Space - Just what do we know?

in #space7 years ago (edited)

Milky Way and Zodiacal Light over Australian Pinnacles - by Jingyi Zhang

Space

Our understanding of our place in the universe is continually shifting as we learn more about the vast spaces around us. We live on this small blue planet, third rock from a humdrum sun, a fraction of a dot in the vast milky way galaxy, among countless others in the observable universe, where we see is just the tip of the iceberg.

It wasn’t long ago (relatively speaking, in the history of life on this planet) when most people believed the earth to be the centre of the universe. They would see the sun, and stars rise and fall, and believe them to be circling the earth. For the earth felt so steady and stable and unmoving...

Bartolomeu_Velho_1568.jpg

Geocentric model - Wikipedia

It was beyond their comprehension that the earth could be rotating around the sun, and that our sun was one of many others in our galaxy in a universe of many other galaxies.

“Space is big. You just won't believe how vastly, hugely, mind- bogglingly big it is. I mean, you may think it's a long way down the road to the chemist's, but that's just peanuts to space.”

Douglas Adams, The Hitchhiker's Guide to the Galaxy

flat,1000x1000,075,f.u2.jpg
Observable Universe Logarithmic Illustration - Pablo Carlos Budassi

When we look to the skies, we are actually looking back in time as light (though it seems instant to us here on earth) takes time to travel across the vast distances of space. When we talk about the scales and distances involved it can quickly become incomprehensible.

When we talk about the universe in this context, were talking about the observable universe, this is the part of space-time that we can detect in a bubble around us.
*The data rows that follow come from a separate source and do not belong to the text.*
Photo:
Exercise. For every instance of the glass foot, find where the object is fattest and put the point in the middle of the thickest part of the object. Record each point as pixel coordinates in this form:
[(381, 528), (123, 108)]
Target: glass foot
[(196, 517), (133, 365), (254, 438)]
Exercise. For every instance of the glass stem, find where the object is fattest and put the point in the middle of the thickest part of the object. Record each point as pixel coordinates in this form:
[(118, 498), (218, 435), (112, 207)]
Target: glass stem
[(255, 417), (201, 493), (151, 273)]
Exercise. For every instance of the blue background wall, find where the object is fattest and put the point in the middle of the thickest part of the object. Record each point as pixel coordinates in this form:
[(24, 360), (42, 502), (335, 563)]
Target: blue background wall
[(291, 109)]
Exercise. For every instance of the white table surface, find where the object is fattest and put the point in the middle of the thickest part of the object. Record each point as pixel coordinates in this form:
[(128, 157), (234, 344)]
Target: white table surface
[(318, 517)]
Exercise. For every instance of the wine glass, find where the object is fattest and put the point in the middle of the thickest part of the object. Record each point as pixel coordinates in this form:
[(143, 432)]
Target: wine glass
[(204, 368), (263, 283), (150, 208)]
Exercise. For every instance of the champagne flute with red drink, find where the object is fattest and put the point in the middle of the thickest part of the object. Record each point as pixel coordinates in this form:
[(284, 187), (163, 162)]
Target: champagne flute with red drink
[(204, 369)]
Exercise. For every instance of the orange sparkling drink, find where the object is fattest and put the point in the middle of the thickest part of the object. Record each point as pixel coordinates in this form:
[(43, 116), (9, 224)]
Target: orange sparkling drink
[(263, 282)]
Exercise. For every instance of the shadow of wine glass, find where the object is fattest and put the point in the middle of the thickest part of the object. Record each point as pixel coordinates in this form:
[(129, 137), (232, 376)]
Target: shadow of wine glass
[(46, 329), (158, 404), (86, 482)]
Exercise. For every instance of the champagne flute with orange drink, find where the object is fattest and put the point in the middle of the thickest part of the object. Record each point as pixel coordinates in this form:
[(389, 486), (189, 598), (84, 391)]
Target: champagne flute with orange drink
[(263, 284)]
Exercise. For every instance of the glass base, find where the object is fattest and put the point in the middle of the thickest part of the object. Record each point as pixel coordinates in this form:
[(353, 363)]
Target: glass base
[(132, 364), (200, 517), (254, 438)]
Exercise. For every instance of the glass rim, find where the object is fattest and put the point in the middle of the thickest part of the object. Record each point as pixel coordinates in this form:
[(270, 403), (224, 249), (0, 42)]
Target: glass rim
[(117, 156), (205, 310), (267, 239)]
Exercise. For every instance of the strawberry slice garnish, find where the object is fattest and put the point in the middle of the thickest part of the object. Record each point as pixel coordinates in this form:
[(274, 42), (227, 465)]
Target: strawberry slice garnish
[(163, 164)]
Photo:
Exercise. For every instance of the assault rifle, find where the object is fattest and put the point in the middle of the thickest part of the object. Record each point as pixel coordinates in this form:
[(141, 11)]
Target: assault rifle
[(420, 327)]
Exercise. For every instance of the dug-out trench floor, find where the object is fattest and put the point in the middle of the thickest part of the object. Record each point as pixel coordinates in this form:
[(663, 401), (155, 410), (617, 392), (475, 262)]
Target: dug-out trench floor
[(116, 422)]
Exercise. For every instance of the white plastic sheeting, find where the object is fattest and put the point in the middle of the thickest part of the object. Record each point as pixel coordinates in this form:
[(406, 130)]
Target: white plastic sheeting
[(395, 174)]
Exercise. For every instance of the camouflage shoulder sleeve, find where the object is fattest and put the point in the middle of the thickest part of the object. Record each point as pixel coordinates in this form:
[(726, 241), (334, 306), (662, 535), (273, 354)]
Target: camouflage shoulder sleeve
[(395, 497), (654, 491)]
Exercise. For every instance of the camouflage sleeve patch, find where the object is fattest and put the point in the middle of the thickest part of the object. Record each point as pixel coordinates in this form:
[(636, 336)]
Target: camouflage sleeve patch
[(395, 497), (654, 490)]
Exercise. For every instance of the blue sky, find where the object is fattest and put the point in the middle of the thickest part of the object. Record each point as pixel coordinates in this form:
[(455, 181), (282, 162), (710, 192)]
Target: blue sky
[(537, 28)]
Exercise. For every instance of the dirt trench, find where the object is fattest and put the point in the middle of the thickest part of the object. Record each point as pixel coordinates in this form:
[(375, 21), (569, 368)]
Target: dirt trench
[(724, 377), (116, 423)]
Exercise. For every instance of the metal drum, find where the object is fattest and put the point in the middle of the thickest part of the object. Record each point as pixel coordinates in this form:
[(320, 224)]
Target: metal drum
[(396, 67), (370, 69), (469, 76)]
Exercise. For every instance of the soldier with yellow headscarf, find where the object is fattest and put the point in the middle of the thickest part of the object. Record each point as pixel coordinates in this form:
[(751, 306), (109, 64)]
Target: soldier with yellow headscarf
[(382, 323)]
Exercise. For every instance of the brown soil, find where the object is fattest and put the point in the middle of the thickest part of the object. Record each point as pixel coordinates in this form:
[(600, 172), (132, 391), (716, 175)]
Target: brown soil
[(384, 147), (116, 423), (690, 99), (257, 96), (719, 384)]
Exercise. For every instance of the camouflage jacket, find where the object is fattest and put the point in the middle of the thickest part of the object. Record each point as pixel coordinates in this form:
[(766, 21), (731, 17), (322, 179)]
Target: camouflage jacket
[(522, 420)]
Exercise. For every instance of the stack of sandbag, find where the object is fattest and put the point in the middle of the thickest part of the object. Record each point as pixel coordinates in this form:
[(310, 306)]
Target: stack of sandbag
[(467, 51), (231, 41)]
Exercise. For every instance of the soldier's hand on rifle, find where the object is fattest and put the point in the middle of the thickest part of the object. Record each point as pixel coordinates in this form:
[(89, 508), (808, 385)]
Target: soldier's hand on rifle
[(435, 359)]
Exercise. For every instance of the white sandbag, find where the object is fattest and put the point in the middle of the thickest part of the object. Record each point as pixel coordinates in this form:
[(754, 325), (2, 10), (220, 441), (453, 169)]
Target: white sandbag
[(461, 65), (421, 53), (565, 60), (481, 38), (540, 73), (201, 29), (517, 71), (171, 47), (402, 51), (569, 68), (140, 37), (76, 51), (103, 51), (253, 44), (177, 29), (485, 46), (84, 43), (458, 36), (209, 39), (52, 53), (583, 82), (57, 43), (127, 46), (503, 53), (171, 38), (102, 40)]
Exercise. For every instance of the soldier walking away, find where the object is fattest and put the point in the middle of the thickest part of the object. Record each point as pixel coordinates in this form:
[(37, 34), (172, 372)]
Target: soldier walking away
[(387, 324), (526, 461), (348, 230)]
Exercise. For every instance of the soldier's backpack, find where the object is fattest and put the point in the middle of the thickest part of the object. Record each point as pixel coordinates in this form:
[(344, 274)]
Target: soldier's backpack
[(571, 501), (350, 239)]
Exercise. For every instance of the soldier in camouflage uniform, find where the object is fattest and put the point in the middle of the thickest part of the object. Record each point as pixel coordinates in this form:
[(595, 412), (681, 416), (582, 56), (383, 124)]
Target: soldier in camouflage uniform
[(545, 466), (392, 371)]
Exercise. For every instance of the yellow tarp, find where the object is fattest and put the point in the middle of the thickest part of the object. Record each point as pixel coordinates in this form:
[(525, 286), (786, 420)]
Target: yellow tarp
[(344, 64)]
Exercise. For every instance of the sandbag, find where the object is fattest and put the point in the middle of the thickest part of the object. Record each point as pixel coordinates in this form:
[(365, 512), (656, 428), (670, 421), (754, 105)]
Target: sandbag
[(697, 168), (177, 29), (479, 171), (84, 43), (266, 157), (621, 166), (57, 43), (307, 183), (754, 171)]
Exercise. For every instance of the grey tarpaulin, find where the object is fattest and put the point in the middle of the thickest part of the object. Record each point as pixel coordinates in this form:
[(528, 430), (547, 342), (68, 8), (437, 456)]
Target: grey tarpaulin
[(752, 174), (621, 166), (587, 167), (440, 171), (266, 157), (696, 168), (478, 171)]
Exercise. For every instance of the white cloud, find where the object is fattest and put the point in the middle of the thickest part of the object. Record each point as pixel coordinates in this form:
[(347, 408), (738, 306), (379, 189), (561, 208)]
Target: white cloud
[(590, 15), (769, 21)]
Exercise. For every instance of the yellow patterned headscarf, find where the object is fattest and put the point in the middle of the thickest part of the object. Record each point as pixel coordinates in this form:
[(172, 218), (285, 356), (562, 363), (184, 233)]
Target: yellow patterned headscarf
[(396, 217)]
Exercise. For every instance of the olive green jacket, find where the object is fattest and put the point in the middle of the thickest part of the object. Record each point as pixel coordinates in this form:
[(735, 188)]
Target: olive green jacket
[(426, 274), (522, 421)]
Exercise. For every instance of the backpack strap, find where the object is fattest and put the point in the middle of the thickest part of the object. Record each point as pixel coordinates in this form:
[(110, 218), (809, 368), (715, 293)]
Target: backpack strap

Here is a good explanation into the differences between the observable universe and the entire universe.

The universe is expanding, and accelerating in its expansion. Due to this we can only see a part of it as the light from the most distant and ancient regions reaches our measuring tools as stretched microwave background radiation, the afterglow of the big bang.

101080_7yrFullSky_WMAP_1280W.png
WMAP Seven Year Microwave Sky - Nasa

The light from the big bang is only just reaching us from these most distant and ancient regions, which are now much farther away than even that.

Space could be infinite. It is also mainly empty as far as the physical, light and matter orientated particles are concerned.

Just how empty?

The sun is eight light-minutes away, meaning it’s light (travelling at 299,792,458 metres per second) takes eight minutes to reach us here on earth. We call the distance from the earth to the sun one Astronomical Unit, or AU and it’s about 150 million km (or 93 million miles).

Quite far, right?

Our furthest planet Neptune is around 30 AU from the sun, 2790 Million miles...

Scale of the solar system in AU

The next step up from the AU earth to sun distance unit is the light year...

A light year is about 63,000 AU, or 6 trillion miles.

To get a sense of this, If we scale the AU earth-to-sun distance to one inch (2.54cm), a light year would be about a mile (1.6km).

The closest star to our sun is around 4.24 light years away...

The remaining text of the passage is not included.